Device computed value significantly different from precomputed value displayed in NSight/VS2010

I am computing correlation coefficients of a number of different arrays in parallel.

A few of the results are greater than 1.0, so I am tracking down the discrepancy.

When debugging in NSight, some of the intermediate results appear to be dramatically off.

For equation: float dfs2 = 250.37335 - 252 * -0.99676728 * -0.99676728 (all float except int 252)

NSight in VS2010 shows a value of 8.1612998e-06 for the computation before execution, but after stepping in NSight, the value of dfs2 is shown as 1.5258789e-05, which is dramatically different.

Excel shows the value as 7.35939E-06 (obviously closer to pre-computation displayed)

Why would the device computed results be twice as large?

Results on 525M with Optimus running latest release CUDA 5.0 and latest release NSight 3.0 with driver v320.18. (50.9 KB)

Attached a project which demonstrates this error.

Run in VS2010; note values at breakpoint, highlight to see precomputed, and then single step. (50.9 KB)

An additional annoying “feature” is that ints keep being displayed as hex and I have to click the Hex button twice to get decimal display.

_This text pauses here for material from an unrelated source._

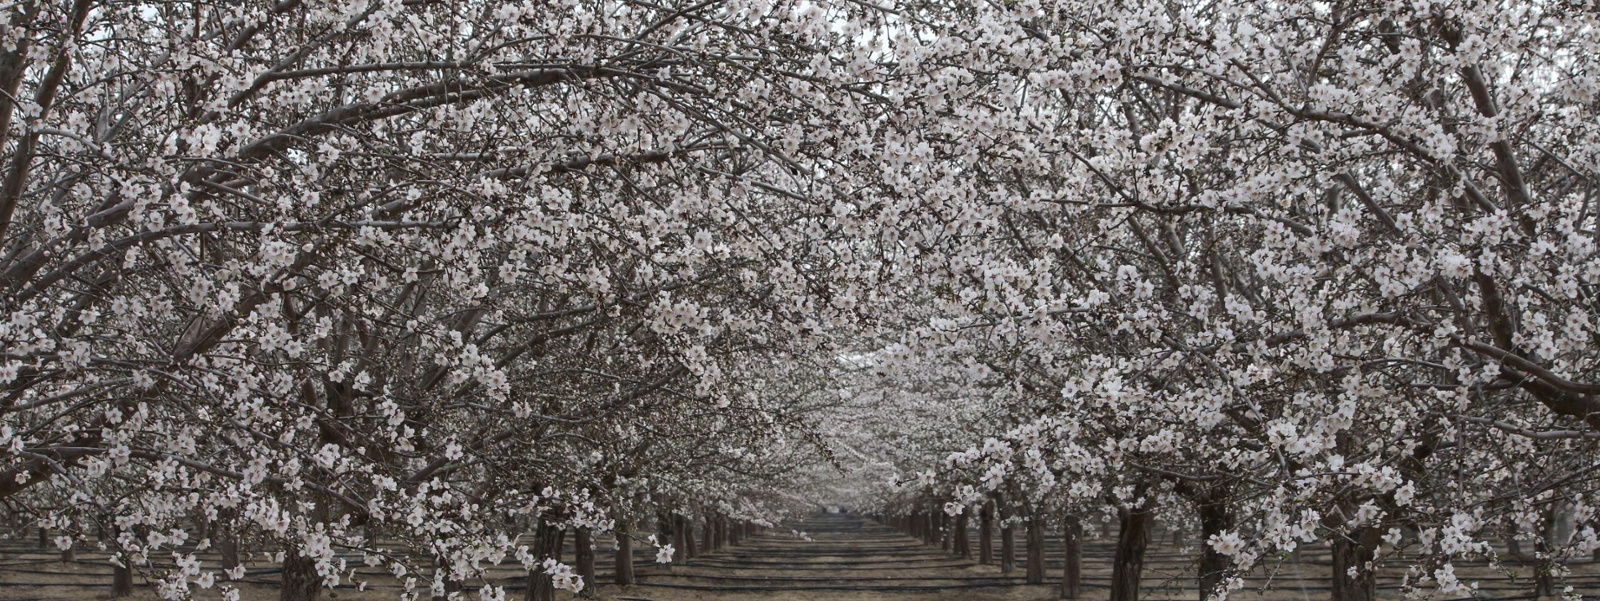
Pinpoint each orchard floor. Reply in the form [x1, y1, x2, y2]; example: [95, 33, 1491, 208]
[1, 513, 1596, 601]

So it seems the NSight/VS display may be computing double precision while the device is computing single precision float.

Is that the case?

Computing the correlation with double precision fixes the coefficient greater than 1.0 result.

Hey robosmith,

will take a look, thanks for the repro.

Yes, the debugger evaluates as double precision. I’ll create a case to see if we can address this.